Publié le par Rosalie210

Katell Quillévéré et Hélier Cisterne 52022)

Le monde de demain

Une des meilleures mini-séries de 2022, diffusée d'abord sur Arte puis sur Netflix. Réalisée par Katell QUILLEVERE et Helier CISTERNE dont l'intérêt pour l'histoire et les questions politiques et sociales n'est plus à démontrer, elle raconte la genèse du mouvement hip-hop en France au début des années 80, indissociable de l'émergence artistique d'une jeunesse populaire et métissée jusque là invisible dans les médias alors cadenassés par l'Etat. La mini-série suit plusieurs de ces jeunes, mettant en lumière au passage les différentes facettes du hip-hop que l'on a tendance à réduire au seul rap.

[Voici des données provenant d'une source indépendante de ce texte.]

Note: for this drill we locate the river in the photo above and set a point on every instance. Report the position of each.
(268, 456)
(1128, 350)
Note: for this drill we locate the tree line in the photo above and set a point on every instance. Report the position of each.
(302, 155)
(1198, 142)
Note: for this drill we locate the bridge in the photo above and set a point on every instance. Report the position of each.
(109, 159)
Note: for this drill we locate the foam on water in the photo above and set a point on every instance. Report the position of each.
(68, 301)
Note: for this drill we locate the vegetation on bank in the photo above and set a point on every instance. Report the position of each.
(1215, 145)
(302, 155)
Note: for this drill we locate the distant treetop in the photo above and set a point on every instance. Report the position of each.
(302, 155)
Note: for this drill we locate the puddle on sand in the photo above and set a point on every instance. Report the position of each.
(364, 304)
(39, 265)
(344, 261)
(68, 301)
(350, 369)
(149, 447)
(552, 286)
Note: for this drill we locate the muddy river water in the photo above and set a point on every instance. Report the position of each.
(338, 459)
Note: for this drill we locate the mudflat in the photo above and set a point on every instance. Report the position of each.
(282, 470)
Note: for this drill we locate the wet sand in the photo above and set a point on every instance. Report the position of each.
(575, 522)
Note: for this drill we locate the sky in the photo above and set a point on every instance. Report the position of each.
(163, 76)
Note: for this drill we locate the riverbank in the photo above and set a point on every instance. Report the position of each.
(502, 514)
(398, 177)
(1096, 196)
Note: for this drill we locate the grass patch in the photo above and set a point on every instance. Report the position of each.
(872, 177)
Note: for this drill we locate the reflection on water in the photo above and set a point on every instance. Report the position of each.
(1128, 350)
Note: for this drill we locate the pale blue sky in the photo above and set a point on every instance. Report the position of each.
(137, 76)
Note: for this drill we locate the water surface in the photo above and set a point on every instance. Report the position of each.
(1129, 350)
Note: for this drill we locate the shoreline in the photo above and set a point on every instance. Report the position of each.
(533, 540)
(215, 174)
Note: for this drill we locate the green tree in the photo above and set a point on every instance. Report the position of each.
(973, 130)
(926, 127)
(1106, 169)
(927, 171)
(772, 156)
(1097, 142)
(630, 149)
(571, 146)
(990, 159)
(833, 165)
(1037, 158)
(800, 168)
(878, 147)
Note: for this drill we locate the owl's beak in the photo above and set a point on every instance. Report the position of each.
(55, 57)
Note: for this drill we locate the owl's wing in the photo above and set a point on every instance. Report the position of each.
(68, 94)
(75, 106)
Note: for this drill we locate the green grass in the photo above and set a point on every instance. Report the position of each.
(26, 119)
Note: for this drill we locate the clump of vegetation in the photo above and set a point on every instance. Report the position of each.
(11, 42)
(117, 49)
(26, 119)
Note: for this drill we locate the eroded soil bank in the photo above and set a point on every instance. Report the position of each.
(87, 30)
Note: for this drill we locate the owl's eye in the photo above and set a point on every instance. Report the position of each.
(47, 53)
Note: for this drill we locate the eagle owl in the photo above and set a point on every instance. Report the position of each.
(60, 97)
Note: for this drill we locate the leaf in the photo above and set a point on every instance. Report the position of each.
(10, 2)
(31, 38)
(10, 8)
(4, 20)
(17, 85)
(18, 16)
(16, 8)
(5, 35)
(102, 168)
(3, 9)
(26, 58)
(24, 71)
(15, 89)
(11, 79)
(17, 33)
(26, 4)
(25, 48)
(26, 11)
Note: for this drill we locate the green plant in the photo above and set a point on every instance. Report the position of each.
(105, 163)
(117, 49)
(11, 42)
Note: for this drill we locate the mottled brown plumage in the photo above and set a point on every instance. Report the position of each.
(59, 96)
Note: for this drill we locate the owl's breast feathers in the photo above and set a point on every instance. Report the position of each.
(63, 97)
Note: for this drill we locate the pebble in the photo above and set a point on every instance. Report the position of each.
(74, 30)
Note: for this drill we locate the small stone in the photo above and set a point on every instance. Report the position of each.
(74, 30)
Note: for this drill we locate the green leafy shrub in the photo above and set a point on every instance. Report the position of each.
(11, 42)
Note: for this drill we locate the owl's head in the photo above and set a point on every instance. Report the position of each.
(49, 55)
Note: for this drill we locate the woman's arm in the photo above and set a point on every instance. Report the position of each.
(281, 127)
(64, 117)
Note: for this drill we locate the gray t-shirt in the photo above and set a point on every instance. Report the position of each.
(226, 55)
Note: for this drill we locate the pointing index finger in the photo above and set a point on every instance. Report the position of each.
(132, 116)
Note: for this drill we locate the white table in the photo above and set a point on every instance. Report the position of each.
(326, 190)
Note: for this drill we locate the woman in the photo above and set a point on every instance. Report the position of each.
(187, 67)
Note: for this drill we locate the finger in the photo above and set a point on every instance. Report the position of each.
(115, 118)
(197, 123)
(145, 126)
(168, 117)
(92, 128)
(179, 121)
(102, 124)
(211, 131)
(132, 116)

Le premier d'entre eux est le DJ Dee Nasty alias Daniel Bigeault (Andranic MANET) qui a joué un rôle fondateur méconnu et pourtant essentiel. Passionné par ce mouvement qu'il a découvert à San Francisco et qu'il importe en France, il mixe et scratche dans des clubs, enregistre le premier album de rap français en 1984, anime des soirées en plein air, ouvre l'antenne des radios libres au rap et aux rappeurs, notamment sur Radio Nova entre 1988 et 1989. Tout cela en autodidacte et dans une marginalité dont il ne sortira jamais vraiment. Il est dépeint sous les traits d'un jeune homme passionné, sensible, introverti et qui s'affirme peu. Tout le contraire de son explosive compagne Béatrice (Leo CHALIE), personnage fictif mais très fortement inspiré par le parcours et la personnalité de Catherine Ringer (et Daniel a d'ailleurs des points communs avec Fred Chichin). Ce n'est d'ailleurs pas le moindre exploit de la série que de mettre en avant des femmes fortes dans un univers très masculin, à l'image de la graffeuse Lady V (Laika BLANC-FRANCARD) qui fut la compagne de Kool Shen alias Bruno Lopes, l'un des deux membres du groupe NTM.

Parmi la nouvelle génération de talents que Dee Nasty a contribué a révéler, la série se focalise en effet sur Didier Morville (Melvin BOOMER) et Bruno Lopes (Anthony BAJON) qui traversent toutes les strates de ce mouvement sans véritable solution de continuité. Ils sont d'abord danseurs, puis graffeurs (stade durant lequel ils inventent leurs pseudos, JoeyStarr et Kool Shen) et enfin rappeurs. Tout cela dans une sorte de bouillonnement culturel propre à l'époque. L'histoire s'arrête en effet avant leur starisation et ne cherche jamais à les extraire de leur milieu. Celui-ci est dépeint avec beaucoup de réalisme et c'est ce qui est passionnant. On voit par exemple leurs "battles" avec d'autres groupes de danse et de rap. On voit également comment leurs milieux familiaux à la fois proches et opposés les ont forgés. D'un côté la famille chaleureuse et unie de Bruno Lopes dont il ne veut pas s'éloigner ce qui lui fait renoncer à une carrière de footballeur. De l'autre la jeunesse chaotique de Didier Morville cherchant à échapper à un père violent. L'une de mes séquences préférées est celle où le père ouvrier de Bruno Lopes voit son fils pour la première fois à la télévision dans "Mon Zénith à moi" à l'initiative de Nina Hagen qui a connu NTM via son compagnon, Frank Chevalier qui est alors le manager du groupe: choc culturel garanti!